Other important players from the 1914 Braves faded away either because of performance or being moved to other teams. When the first Stallings-less Braves took the field in 1921, outside of Gowdy, they didn’t look a thing like the ’14 Braves.
The sudden rise and fall of the ’14 Braves and their surprising upset of the more favored Athletics have led some people to find parallels between the 1914 World Series and its counterpart in 1919. In the latter case, the best team in baseball and the heavy favorites to win it all, the Chicago White Sox, conspired to throw the Series. Was the ’14 Series fixed?
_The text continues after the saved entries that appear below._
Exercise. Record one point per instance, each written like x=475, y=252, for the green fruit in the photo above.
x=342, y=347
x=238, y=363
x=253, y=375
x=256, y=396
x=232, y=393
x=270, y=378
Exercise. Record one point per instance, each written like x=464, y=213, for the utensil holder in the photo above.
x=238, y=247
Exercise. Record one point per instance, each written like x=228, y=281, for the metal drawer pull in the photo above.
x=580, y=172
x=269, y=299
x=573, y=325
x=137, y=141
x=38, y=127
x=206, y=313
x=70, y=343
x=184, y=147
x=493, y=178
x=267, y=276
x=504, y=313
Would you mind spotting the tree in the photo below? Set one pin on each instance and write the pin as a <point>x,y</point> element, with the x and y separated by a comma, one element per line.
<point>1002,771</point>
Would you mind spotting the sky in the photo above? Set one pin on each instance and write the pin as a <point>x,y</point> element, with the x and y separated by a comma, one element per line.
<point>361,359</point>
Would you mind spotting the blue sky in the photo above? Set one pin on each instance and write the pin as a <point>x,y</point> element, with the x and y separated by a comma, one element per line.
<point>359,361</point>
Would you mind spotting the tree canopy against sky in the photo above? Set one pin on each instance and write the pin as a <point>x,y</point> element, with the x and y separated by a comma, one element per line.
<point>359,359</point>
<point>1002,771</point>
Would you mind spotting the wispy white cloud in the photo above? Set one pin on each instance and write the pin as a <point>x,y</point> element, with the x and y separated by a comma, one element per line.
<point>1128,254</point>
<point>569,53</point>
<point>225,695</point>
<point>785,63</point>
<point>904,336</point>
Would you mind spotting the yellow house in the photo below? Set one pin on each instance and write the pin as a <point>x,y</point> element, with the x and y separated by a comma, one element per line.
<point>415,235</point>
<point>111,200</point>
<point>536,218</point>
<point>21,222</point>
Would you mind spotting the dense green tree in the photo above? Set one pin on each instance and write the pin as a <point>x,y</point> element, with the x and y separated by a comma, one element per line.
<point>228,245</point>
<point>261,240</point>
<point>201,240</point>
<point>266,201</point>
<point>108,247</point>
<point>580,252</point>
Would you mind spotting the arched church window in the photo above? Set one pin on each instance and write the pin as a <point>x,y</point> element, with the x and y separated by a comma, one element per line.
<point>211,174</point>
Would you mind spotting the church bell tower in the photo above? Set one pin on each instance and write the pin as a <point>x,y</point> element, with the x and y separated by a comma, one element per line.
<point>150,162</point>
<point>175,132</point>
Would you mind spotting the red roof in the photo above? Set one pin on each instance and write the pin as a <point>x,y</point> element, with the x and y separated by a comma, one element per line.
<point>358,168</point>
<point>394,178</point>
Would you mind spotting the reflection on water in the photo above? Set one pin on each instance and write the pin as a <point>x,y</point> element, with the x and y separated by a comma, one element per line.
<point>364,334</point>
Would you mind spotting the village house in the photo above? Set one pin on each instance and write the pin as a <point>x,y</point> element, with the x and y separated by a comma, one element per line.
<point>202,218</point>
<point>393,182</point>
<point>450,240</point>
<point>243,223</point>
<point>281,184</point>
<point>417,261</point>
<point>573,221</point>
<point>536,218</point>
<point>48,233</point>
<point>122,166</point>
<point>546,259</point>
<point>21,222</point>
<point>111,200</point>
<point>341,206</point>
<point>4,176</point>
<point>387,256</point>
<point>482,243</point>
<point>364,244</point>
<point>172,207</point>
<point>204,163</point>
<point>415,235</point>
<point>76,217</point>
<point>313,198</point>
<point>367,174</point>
Many conspiracists have argued that it was, but the proof seems limited to the belief that the Braves couldn’t have possibly beat the A’s.
That theory ignores that the series, while a sweep, was still competitive. The Athletics were in position to win Game 2 and Game 3, but simply failed to execute whereas the Braves did. In so many ways, that was a microcosm of the 1914 Braves – they executed when others couldn’t. They don’t win the NL without help and the Giants going 32-34 after July was a big part of the reason the Braves were able to even to reach the World Series. The fact that there were no other NL contenders to stand in Boston’s way was also a big assist.
In the World Series, Eddie Collins had three singles while Wally Schang had just two hits. Home Run Baker, who led the AL with nine homeruns, managed just four hits including a pair of doubles. He was their best option on offense during the four game sweep. Boston’s Big Three, who threw all 39 innings during the series for the Braves, had a 1.15 ERA with 28 strikeouts.
Unlike the Chicago White Sox in 1919, who committed 12 errors over the eight game series, the Athletics didn’t boot the ball around. They committed just two errors – or half as many as Boston did. Philadelphia ran into a buzzsaw. Bill James, Dick Rudolph, and Lefty Tyler were pitching the best baseball of their career all at the same time. Hank Gowdy destroyed the ball during the series and Johnny Evers was always on base. As were Rabbit Maranville and Possum Whitted.
Boston fell back to Earth because their run was unsustainable. They weren’t better than the A’s or the Giants when it came to talent. They didn’t have to be. They needed only to be the best team in baseball for a few months. When it came to that, they pulled it off and shocked the world.